Sheila Bair, the former head of the FDIC during the financial crisis, said the Federal Reserve contributes to inequality in the U.S. and that monetary policy, which largely helps the wealthy, fails to adequately trickle down to other demographics.
“I think it would be good for the Fed to acknowledge that and try to find better ways to use their tools in a way that doesn’t exacerbate the problem,” Bair said on Yahoo Finance’s On The Move.
Bair was quick to point out the benefits of what the Fed has done in response to the sharp disruption in the economy, but said its inflation of asset prices “doesn’t really trickle down to labor markets.”
After the 2008 financial crisis, Bair said, the U.S. saw a similar narrative in the recovery with stagnant wage growth as the stock market soared. It took 10 years for lower- and middle-income families to see gains, Bair said – and that was “despite low interest rates, not because of it.”
Bair criticized zero interest rate policy as a driver of inequality, something that Fed Chair Jay Powell pushed back on recently, saying that the Federal Reserve’s policies “absolutely” don’t add to inequality, and that the Fed’s response has been to help workers and save jobs.

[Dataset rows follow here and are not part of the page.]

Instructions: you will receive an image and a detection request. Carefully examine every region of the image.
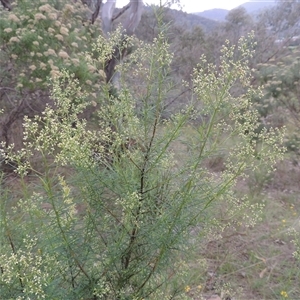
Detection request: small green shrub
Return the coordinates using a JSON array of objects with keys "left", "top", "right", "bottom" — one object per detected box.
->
[{"left": 0, "top": 28, "right": 282, "bottom": 299}]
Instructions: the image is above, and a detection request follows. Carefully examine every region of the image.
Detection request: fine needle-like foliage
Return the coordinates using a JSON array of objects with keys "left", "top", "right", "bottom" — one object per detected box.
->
[{"left": 0, "top": 25, "right": 282, "bottom": 299}]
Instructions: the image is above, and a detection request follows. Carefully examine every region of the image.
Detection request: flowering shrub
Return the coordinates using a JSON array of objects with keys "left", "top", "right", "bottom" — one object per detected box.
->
[
  {"left": 0, "top": 20, "right": 282, "bottom": 299},
  {"left": 0, "top": 0, "right": 101, "bottom": 90}
]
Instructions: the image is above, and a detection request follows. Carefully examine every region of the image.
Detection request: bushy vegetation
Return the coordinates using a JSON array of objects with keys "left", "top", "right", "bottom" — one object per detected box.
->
[{"left": 0, "top": 0, "right": 299, "bottom": 299}]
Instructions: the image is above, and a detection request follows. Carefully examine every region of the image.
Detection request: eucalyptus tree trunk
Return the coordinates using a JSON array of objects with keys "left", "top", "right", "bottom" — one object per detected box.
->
[{"left": 101, "top": 0, "right": 143, "bottom": 89}]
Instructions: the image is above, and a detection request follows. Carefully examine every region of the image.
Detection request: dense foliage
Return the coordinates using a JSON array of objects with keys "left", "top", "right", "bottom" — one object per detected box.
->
[{"left": 0, "top": 0, "right": 299, "bottom": 299}]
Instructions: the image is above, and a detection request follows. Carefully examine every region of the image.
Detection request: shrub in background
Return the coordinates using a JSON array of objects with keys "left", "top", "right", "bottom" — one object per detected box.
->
[{"left": 0, "top": 24, "right": 282, "bottom": 299}]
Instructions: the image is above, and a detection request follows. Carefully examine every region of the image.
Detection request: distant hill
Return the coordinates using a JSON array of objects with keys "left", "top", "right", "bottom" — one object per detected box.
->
[
  {"left": 238, "top": 1, "right": 276, "bottom": 14},
  {"left": 194, "top": 0, "right": 276, "bottom": 22},
  {"left": 136, "top": 6, "right": 218, "bottom": 40},
  {"left": 195, "top": 8, "right": 229, "bottom": 21}
]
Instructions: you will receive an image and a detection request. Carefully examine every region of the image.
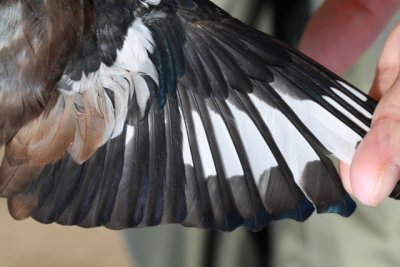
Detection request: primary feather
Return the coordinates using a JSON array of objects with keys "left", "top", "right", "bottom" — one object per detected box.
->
[{"left": 0, "top": 0, "right": 382, "bottom": 230}]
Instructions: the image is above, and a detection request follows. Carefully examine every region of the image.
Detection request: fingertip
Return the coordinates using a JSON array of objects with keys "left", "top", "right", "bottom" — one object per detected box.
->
[
  {"left": 350, "top": 120, "right": 400, "bottom": 206},
  {"left": 339, "top": 161, "right": 353, "bottom": 195}
]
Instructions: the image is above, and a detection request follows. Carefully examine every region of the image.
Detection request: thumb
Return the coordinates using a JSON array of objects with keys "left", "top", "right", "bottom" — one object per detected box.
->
[{"left": 342, "top": 24, "right": 400, "bottom": 206}]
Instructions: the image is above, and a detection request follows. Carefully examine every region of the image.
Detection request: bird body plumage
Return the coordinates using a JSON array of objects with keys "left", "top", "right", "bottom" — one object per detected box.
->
[{"left": 0, "top": 0, "right": 384, "bottom": 231}]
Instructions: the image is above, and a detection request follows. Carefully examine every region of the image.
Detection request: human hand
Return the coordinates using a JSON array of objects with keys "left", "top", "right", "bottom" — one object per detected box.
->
[
  {"left": 301, "top": 0, "right": 400, "bottom": 206},
  {"left": 340, "top": 23, "right": 400, "bottom": 206}
]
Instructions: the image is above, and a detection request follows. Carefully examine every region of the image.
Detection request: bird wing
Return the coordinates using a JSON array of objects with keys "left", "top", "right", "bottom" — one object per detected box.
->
[{"left": 0, "top": 0, "right": 376, "bottom": 231}]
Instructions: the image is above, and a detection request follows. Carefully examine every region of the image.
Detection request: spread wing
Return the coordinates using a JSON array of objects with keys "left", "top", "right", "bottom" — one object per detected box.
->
[{"left": 0, "top": 0, "right": 375, "bottom": 230}]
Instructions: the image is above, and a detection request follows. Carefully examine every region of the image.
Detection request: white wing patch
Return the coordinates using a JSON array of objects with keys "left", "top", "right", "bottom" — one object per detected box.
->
[{"left": 60, "top": 17, "right": 158, "bottom": 142}]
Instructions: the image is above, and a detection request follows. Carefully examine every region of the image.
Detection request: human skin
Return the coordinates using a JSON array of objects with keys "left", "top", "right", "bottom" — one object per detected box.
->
[{"left": 300, "top": 0, "right": 400, "bottom": 206}]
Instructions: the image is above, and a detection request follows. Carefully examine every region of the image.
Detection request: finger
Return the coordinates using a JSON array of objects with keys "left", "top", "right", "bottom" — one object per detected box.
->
[
  {"left": 339, "top": 162, "right": 353, "bottom": 195},
  {"left": 300, "top": 0, "right": 400, "bottom": 73},
  {"left": 341, "top": 23, "right": 400, "bottom": 203},
  {"left": 350, "top": 116, "right": 400, "bottom": 206},
  {"left": 370, "top": 23, "right": 400, "bottom": 100}
]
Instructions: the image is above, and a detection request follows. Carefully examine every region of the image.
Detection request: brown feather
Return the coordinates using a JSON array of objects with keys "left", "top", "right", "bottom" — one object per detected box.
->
[
  {"left": 6, "top": 96, "right": 75, "bottom": 166},
  {"left": 0, "top": 158, "right": 42, "bottom": 197},
  {"left": 68, "top": 90, "right": 107, "bottom": 164}
]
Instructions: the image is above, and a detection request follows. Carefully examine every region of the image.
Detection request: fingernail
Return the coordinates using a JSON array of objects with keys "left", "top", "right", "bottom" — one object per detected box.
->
[{"left": 371, "top": 164, "right": 400, "bottom": 206}]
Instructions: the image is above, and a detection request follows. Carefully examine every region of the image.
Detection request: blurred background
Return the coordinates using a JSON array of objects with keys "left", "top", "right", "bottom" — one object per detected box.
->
[{"left": 0, "top": 0, "right": 400, "bottom": 267}]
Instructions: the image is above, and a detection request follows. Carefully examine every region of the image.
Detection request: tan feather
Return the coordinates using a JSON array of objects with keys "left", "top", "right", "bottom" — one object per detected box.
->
[
  {"left": 6, "top": 96, "right": 75, "bottom": 166},
  {"left": 68, "top": 90, "right": 108, "bottom": 164}
]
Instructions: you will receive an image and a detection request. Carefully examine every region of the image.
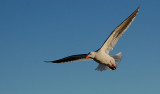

But with interest rates low, asset prices go up, widening the gap between the people who own assets and those who don’t. Only a slight majority of people in the U.S. own stocks.
The Fed chair may not agree that the Fed contributes to inequality, but former New York Fed President William Dudley does. Recently, he called fighting inequality and rescuing the economy mutually exclusive.
“The Fed's choices: not have a recovery and have less inequality or have a recovery buoying financial asset prices and more inequality,” Dudley said on Bloomberg. “The Fed's tools are just not suited to address the inequality problem.”
The hosts asked whether he was exaggerating the binary nature of the two. “I think it is pretty much that binary,” Dudley said.
How to stimulate the economy fairly
Bair gave the Federal Reserve a lot of credit for acting swiftly, calling the efforts “heroic.” But she said she sees resistance to other ways to get people money.
“If they’re going to heat up the printing press, where is the money going now? It’s going into financial markets, benefitting banks and large corporations that use the bond markets to fund themselves,” said Bair.
The Fed is “trying to get it out,” said Bair, “but the tools that they have now just are not equipped to get it down to Main Street in my view.”
“If they’re going to print money, print it and send it directly to households,” she said.